Le Comité des régions a été établi par le Traité sur l’Union européenne afin d’impliquer les collectivités territoriales (régions, départements et communes) dans le processus d’élaboration des politiques communautaires.

La création du Comité a consacré l’obligation, fixée juridiquement, d’entendre la voix consultative des représentants des collectivités territoriales sur les domaines dans lesquels celles-ci agissent et sont compétentes pour l’application de la politique communautaire. Cette obligation existe pour la Commission et le Conseil.

Depuis le Traité d’Amsterdam, le Parlement européen a également la possibilité de consulter le Comité des régions sur des questions d’intérêt commun.

Les 344 membres du Comité des régions et leurs suppléants, parmi lesquels figurent des présidents de régions fédérées (telles que les Länder autrichiens et allemands, ou les régions belges), des présidents de régions, des maires ainsi que des présidents de comté ou de conseil municipal ont notamment pour mission de représenter, devant les autres institutions de l’UE, les intérêts et le point de vue des collectivités territoriales sur les propositions communautaires.

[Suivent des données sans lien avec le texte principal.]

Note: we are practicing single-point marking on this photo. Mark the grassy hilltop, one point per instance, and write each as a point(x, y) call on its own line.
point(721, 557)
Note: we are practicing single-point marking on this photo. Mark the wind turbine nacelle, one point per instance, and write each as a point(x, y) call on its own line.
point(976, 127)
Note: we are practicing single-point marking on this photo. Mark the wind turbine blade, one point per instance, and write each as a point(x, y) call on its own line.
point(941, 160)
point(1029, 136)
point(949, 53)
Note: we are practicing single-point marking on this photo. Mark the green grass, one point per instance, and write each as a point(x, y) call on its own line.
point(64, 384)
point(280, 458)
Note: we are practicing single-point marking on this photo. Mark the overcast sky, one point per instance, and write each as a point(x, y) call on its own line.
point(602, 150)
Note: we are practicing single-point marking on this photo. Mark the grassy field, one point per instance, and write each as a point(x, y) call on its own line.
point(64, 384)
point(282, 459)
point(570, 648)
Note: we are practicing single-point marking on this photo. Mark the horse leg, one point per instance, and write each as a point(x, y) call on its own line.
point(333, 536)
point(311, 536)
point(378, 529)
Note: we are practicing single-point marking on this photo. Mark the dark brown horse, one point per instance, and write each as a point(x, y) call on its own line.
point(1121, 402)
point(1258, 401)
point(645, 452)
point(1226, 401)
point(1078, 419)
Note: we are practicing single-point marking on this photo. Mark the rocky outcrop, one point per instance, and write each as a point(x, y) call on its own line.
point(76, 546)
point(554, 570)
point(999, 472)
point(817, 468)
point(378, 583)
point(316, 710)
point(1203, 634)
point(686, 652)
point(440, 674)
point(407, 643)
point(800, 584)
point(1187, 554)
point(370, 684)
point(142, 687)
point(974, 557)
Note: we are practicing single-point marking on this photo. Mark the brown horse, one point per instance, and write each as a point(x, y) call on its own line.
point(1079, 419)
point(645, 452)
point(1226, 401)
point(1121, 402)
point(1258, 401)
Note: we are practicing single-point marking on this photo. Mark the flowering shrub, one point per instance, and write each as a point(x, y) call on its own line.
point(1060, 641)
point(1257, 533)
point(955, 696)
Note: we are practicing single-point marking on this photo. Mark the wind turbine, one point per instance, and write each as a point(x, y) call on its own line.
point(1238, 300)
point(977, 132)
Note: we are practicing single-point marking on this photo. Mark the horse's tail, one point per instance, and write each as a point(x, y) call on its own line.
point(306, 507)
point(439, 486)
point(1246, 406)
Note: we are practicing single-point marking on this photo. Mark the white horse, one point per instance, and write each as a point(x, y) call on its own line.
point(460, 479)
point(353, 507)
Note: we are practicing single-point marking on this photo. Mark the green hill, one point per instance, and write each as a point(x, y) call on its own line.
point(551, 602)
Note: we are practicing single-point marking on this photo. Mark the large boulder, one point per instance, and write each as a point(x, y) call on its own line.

L’organe consultatif tient cinq sessions plénières par an à Bruxelles.

Le Traité d’Amsterdam a consolidé et développé la position du Comité des régions en tant qu’organe consultatif de l’UE. Aux cinq domaines de consultation prévus jusqu’ici par le traité (cohésion économique et sociale, réseaux d’infrastructures transeuropéens, santé publique, éducation et culture) ont été ajoutés ceux de la politique de l’emploi, de la politique sociale, de l’environnement, de la formation professionnelle et des transports. Dans d’autres domaines qui intéressent également les régions et les villes, comme l’agriculture et l’aménagement du territoire, le Comité des régions émet des avis de sa propre initiative.

L’élargissement des compétences du Comité des régions renforce la position de ses membres. Ceux-ci contribuent, grâce à leur expérience concrète de la transposition des politiques et programmes européens dans les régions et municipalités de l’UE, à la réalisation du principe de subsidiarité. Les membres du Comité s’attachent à garantir que les collectivités territoriales soient toujours associées à l’élaboration des politiques communautaires dans les domaines qui les concernent.

Le Traité Réformateur (Traité de Lisbonne), en cours de ratification, attribue au Comité des Régions le droit de saisir la Cour de justice pour la sauvegarde de ses prérogatives, ainsi que des principes de subsidiarité et proportionnalité. Cette nouvelle attribution renforcera le rôle politique du Comité des Régions, en lui permettant d’agir plus efficacement en faveur des collectivités territoriales
sur la scène européenne.

En février 2008, l’Assemblée plénière du Comité des Régions désignera un nouveau Président ainsi qu’un nouveau Premier viceprésident.